Hier begann die Stadtführung durch den historischen, barocken Teil der Altstadt. Besonders beeindruckend fanden die Jugendlichen die Frauenkirche, die durch ihre Geschichte und den neuen Glanz in Erinnerung bleiben wird. Überrascht wurden die Schüler und Schülerinnen auch vom Glockenspiel im Zwinger. Sie staunten über die unendliche Zahl der Fliesen am Fürstenzug und gewannen einen ersten Eindruck vom kurfürstlichen Leben. „Faszinierend war auch der Besuch in der Gläsernen Manufaktur“, so Sonja Woiwode, Klassenlehrerin der 10/1. Nicht schlecht gestaunt wurde, als der Golf 1 als erstes E-Auto zu besichtigen war. Manche hätten den gern mitgenommen. Logistisch und technisch beeindruckte die Herstellung des E-Golfs auf jeden Fall. Anschließend war das Hygienemuseum das Ziel der Schülergruppe. Auch hier fanden die Heranwachsenden Interessantes zum Menschen, zu seiner Entwicklung. Die Mädels und Jungs konnten Verschiedenes testen, zum Beispiel den eigenen Lungendruck oder die Fähigkeit zum Balancieren. Während des anschließend freiwilligen Angebotes, die Gemäldegalerie „Alte Meister“ zu besuchen, gefiel besonders die „Sixtinische Madonna“ von Raffael. Am Abend trafen sich die Zehntklässler im 7. Stock des Hostels auf der Dachterrasse und genossen die gemeinsame Zeit.
Es war Mittwoch, der 27. März 2019. „Ein Tag, den wohl keiner so schnell vergessen wird und hoffentlich sein künftiges Verhalten auch prägt“, so die Klassenlehrerin. Die Neutrebbiner besuchten das Panometer. Keine Geschichtsstunde im Klassenraum kann eindrucksvoller und nachhaltiger wirken als das die Ausstellung vermag. Der Bombenangriff auf Dresden im Februar 1945 wurde gezeigt, Flieger, Brandbomben waren fast zu spüren und die Trümmerberge überfluteten die Stadt, die Tage zuvor in ihrem Glanz besichtigt worden waren. Wie krass dieser Gegensatz tatsächlich war, konnte dann nachmittags während der Besichtigung der Semperoper noch einmal nachvollzogen werden.
Auch im Militärhistorischen Museum kamen Vergangenheit und Gegenwart zusammen. Atombomben, die nur Asche des Menschen hinterließen, U-Boote, die schon im Vorfeld wegen zu geringer Leistung scheitern mussten, Soldaten, die medizinisch aufgeputscht, süchtig gemacht wurden, forderten die Frage nach dem Sinn von Kriegen heraus, machten nachdenklich.
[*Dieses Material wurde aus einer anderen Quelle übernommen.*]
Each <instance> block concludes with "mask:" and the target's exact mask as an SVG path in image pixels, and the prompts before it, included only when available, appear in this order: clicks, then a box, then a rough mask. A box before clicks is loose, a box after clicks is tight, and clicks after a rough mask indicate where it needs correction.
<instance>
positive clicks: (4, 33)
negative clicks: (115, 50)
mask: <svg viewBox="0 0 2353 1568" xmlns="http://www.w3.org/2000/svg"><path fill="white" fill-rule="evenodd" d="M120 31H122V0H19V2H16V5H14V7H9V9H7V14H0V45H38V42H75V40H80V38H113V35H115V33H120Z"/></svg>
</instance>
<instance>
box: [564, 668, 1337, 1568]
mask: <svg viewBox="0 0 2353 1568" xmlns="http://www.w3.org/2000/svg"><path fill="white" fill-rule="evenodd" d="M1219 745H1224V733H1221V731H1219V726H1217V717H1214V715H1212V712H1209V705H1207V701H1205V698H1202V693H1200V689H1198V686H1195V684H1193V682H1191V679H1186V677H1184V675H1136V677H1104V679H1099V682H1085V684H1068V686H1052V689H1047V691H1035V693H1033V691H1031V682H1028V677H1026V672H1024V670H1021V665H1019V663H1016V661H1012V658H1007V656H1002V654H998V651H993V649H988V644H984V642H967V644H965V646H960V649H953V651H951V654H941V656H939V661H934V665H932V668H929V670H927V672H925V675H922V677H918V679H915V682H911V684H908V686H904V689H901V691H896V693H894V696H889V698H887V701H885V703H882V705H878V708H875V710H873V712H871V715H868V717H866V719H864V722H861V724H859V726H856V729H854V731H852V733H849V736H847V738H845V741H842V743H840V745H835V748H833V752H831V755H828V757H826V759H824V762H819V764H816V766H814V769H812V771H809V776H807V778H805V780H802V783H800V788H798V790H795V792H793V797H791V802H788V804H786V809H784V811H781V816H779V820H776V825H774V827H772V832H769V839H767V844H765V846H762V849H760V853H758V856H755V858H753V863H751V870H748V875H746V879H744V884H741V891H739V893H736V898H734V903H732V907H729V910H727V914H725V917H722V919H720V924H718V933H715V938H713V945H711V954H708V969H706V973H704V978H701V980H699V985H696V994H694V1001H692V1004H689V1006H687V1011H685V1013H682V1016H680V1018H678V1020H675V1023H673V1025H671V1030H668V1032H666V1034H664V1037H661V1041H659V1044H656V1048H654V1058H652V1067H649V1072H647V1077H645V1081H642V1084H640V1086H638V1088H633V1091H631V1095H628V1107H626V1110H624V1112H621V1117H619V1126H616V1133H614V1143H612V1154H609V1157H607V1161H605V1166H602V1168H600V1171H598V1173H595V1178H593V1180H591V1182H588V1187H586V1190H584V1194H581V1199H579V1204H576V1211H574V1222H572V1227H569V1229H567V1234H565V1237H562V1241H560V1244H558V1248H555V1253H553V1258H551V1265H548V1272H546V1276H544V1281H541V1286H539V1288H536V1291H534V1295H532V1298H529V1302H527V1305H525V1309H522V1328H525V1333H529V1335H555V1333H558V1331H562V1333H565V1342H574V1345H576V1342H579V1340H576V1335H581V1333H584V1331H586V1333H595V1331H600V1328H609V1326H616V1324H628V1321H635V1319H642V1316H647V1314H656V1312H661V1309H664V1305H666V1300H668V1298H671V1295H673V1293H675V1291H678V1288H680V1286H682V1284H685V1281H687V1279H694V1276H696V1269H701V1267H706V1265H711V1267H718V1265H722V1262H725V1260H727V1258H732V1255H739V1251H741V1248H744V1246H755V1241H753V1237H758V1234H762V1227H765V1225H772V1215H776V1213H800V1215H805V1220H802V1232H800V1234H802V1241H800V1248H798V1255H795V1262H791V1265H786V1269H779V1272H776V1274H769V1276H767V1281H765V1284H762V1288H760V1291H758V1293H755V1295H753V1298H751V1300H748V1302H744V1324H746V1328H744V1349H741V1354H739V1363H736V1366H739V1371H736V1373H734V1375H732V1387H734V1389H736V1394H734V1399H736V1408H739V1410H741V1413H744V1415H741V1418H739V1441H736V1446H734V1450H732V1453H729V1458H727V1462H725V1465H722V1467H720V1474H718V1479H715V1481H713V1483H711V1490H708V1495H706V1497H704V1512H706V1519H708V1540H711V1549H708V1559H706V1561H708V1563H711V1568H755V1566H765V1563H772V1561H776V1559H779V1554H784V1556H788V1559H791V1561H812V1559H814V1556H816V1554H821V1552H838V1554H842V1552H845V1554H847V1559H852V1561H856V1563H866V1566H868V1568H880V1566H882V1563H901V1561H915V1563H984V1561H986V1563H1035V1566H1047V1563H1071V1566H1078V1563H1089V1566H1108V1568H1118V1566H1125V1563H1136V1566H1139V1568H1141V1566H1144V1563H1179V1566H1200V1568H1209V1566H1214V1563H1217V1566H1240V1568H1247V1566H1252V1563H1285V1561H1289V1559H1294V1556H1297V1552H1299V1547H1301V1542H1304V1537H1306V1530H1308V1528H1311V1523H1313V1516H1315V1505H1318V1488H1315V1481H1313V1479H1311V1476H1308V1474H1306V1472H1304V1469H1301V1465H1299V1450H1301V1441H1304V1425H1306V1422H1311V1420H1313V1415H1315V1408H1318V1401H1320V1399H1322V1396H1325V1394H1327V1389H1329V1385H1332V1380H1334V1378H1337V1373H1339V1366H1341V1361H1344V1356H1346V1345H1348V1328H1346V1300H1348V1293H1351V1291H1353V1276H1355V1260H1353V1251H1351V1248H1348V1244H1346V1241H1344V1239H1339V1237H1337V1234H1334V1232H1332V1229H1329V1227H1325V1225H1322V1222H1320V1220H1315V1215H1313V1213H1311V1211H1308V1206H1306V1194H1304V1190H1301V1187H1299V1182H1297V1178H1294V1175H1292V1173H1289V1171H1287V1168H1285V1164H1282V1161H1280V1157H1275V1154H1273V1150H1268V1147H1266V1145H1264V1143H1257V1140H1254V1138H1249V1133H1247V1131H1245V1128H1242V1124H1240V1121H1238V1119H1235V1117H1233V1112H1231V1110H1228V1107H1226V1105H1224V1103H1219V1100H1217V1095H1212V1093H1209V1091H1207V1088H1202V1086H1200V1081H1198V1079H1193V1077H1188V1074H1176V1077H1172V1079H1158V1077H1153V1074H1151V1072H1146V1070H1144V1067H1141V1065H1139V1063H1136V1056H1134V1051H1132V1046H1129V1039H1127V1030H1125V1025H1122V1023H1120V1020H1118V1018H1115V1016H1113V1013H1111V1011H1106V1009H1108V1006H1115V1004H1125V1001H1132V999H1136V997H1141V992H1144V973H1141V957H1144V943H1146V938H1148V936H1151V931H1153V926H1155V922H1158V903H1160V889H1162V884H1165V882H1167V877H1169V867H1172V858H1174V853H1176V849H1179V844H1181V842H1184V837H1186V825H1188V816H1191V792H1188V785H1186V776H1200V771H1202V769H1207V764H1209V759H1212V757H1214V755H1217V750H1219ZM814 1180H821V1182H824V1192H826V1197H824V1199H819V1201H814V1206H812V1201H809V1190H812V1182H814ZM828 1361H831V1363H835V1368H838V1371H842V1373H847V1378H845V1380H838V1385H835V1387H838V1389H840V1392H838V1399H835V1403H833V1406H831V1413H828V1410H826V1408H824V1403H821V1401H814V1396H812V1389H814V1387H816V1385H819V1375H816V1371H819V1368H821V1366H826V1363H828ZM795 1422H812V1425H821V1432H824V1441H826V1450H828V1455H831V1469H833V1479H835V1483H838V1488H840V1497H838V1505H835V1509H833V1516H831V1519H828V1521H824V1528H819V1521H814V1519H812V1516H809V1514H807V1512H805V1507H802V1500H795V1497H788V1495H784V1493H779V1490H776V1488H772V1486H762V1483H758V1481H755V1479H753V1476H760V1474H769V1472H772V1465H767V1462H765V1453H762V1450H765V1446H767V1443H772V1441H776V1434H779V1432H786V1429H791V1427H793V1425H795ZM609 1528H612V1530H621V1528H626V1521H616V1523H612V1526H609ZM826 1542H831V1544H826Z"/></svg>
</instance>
Längst nicht jede Sehenswürdigkeit einer Stadt voller Kultur und Geschichte konnten die Schüler und Schülerinnen erleben, dazu war die Reise zu kurz. Während der Abschlussfahrt musste auch Zeit für zum Beispiel Spaß, Gespräche und Tanz bleiben. Sonja Woiwode: „Auch das ist nicht zu kurz gekommen, wobei auch zu spüren war, dass die Zeit nach der Schule etwas Fremdes sein wird, etwas, was manche traurig machte, etwas, wo Freunde nötig sind, die man dann erst neu finden muss.“
Es war eine erlebnisreiche, schöne Abschlussfahrt, die auch durch die Unterstützung einiger Mamas - Ariete Siech, Andrea Lemke, Jana Schurkus und Regine Schwarz - in guter Erinnerung bleiben wird.
Das Fazit der Zehntklässler nach der Abschlussfahrt lautet: Dresden lohnt sich. Es müsse, so schrieb ein Schüler in der Vorprüfung, nicht das Ausland sein. Wichtiger seien die Fahrt an sich und die gemeinsame Zeit.